Verweerder en de psycholoog vonden het aanleren van probleemoplossende vaardigheden van groot belang voor de behandeling van klager. Klager wenste het opgestelde behandelplan niet te ondertekenen. Klager heeft vervolgens wederom meerdere e-mailberichten gestuurd nu met een aankondiging van een tegen verweerder geformuleerde tuchtklacht.

Verweerder heeft, na overleg met de behandelend psycholoog, geen vertrouwen in een succesvolle behandeling. Er is derhalve geen behandelingsovereenkomst tot stand gekomen.

Klager weigerde medewerking te verlenen, blijkens het voorgaande, om tot een behandelingsovereenkomst te komen. Dat verweerder zich daartoe onvoldoende heeft ingespannen is het college niet gebleken. Verweerder heeft veelvuldig overleg gehad met F te D om verdere behandeling en begeleiding van klager over te nemen. Dat verweerder, in overleg met de psycholoog, daarbij onder meer als behandeldoel ‘copingvaardigheden’ wilde stellen, acht het college begrijpelijk. Daar waar klager telkens aangeeft dat hij alleen behandeld wilde worden voor narcisme en verweerder met het oog op de delictanalyse ‘copingvaardigheden’ wilde aanleren kan geenszins worden gezegd dat verweerder de grenzen van een redelijk bekwame beroepsuitoefening heeft overschreden. Het college heeft op basis van het dossier de indruk dat verweerder zich juist zeer heeft ingezet voor de totstandkoming van een behandelingsovereenkomst, echter nu daarbij de door klager gestelde eisen niet werden ingewilligd, klager de totstandkoming daarvan zelf in de weg heeft gestaan. Dat verweerder daarbij niet objectief heeft gehandeld is niet aannemelijk geworden.

5.3

Gelet op het voorgaande is de klacht kennelijk ongegrond en dient als volgt te worden beslist.

6.    DE BESLISSING

Het college verklaart de klacht kennelijk ongegrond.

Aldus gedaan in raadkamer door A.M. Koene, voorzitter, E. van Egmond en A.H. de Vries, leden-beroepsgenoten, in tegenwoordigheid van J.W. Sijnstra-Meijer, secretaris.

                                                                                                                 voorzitter

                                                                                                                 secretaris

 

Tegen deze beslissing kan in de volgende gevallen schriftelijk beroep worden ingesteld bij het Centraal Tuchtcollege voor de Gezondheidszorg:

a. Heeft u de klacht ingediend? Dan kunt u in beroep als

- het college u of uw klacht geheel of gedeeltelijk niet-ontvankelijk heeft verklaard of

- als de klacht geheel of gedeeltelijk ongegrond is verklaard.

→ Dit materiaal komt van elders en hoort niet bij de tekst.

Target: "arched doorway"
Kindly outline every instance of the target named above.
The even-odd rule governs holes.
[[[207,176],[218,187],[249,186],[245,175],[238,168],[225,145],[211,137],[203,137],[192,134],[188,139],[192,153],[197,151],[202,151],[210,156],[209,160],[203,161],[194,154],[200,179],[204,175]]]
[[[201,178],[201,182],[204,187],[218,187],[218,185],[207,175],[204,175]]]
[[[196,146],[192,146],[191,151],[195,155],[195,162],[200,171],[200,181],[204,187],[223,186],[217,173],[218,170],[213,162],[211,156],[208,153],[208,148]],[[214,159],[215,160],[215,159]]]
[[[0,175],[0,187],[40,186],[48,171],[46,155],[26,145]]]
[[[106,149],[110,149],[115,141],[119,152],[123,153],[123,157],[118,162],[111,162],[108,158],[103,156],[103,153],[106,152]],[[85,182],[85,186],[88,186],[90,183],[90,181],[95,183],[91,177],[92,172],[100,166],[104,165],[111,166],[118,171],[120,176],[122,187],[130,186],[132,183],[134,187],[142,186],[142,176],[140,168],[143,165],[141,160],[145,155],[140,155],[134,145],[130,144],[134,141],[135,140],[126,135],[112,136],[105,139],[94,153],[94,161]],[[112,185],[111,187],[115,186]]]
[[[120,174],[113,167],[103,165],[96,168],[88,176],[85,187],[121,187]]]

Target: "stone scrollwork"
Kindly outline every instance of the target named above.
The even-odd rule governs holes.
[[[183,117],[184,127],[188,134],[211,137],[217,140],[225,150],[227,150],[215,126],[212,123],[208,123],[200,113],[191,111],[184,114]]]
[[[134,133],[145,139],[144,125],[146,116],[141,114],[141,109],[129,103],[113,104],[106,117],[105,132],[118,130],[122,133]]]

Bij een gedeeltelijke niet-ontvankelijkverklaring of een gedeeltelijke ongegrondverklaring kan uw beroep alleen betrekking hebben op de klachtonderdelen waarop die beslissing betrekking heeft.

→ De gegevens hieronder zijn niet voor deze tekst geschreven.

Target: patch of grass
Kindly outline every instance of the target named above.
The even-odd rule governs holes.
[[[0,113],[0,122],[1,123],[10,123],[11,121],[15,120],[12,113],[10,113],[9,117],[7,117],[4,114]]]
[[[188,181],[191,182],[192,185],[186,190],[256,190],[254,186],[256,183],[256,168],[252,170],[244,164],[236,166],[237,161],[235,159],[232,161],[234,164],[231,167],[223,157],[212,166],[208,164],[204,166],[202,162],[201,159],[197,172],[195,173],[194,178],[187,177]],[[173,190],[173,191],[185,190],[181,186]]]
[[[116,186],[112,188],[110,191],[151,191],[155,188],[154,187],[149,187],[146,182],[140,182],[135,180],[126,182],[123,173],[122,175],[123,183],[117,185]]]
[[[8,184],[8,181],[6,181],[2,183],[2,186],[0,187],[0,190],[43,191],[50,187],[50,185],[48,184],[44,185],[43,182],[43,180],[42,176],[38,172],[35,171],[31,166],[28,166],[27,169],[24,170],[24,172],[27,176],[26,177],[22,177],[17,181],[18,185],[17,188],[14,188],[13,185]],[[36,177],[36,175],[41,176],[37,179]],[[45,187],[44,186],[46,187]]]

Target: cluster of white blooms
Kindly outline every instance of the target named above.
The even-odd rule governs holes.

b. Is de klacht tegen u gericht? Dan kunt u altijd in beroep.

c. Ook de inspecteur van de Inspectie Gezondheidszorg en Jeugd kan beroep instellen.

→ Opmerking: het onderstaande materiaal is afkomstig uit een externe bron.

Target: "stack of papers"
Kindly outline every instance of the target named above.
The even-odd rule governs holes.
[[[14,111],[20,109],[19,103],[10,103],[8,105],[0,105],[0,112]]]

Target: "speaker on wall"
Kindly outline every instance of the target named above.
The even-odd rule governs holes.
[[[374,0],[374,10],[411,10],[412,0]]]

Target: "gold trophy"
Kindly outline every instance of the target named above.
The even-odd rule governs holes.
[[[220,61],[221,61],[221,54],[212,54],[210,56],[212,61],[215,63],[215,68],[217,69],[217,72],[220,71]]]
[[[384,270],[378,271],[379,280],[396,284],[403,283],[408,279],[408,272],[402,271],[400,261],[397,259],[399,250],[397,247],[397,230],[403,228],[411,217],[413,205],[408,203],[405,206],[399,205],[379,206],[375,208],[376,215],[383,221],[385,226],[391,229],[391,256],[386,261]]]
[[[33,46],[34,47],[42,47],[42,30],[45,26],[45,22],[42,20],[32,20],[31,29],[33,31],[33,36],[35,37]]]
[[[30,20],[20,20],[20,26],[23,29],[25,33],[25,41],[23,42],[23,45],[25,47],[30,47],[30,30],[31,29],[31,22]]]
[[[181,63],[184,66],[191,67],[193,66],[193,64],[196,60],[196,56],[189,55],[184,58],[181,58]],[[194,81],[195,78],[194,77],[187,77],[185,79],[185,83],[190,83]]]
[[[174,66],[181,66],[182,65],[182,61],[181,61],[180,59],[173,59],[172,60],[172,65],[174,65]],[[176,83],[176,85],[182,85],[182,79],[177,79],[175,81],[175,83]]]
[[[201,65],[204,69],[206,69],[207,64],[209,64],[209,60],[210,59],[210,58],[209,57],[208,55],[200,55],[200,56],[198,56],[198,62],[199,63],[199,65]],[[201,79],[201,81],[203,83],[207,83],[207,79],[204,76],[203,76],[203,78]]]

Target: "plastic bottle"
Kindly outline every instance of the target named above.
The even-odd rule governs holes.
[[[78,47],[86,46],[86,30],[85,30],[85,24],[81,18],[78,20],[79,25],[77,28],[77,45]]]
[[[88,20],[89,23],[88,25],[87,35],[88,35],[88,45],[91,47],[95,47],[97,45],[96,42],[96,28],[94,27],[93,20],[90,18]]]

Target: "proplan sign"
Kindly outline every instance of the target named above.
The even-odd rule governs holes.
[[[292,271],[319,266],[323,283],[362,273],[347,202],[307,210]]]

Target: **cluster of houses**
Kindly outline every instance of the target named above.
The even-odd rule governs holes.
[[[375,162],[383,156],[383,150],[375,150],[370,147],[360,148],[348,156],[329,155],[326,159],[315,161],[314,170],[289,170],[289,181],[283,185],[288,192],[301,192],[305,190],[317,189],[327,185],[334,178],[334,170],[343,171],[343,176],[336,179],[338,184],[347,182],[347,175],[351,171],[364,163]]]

U moet het beroepschrift richten aan het Centraal Tuchtcollege voor de Gezondheidszorg, maar opsturen naar de secretaris van het Regionaal Tuchtcollege voor de Gezondheidszorg te Zwolle. Daar moet het zijn ontvangen binnen zes weken nadat de beslissing aan u is verstuurd.

Als u beroep instelt, moet u € 50,- griffierecht betalen aan het Centraal Tuchtcollege voor de Gezondheidszorg. U ontvangt hierover bericht. Als u geheel of gedeeltelijk in het gelijk wordt gesteld, wordt het griffierecht aan u terugbetaald.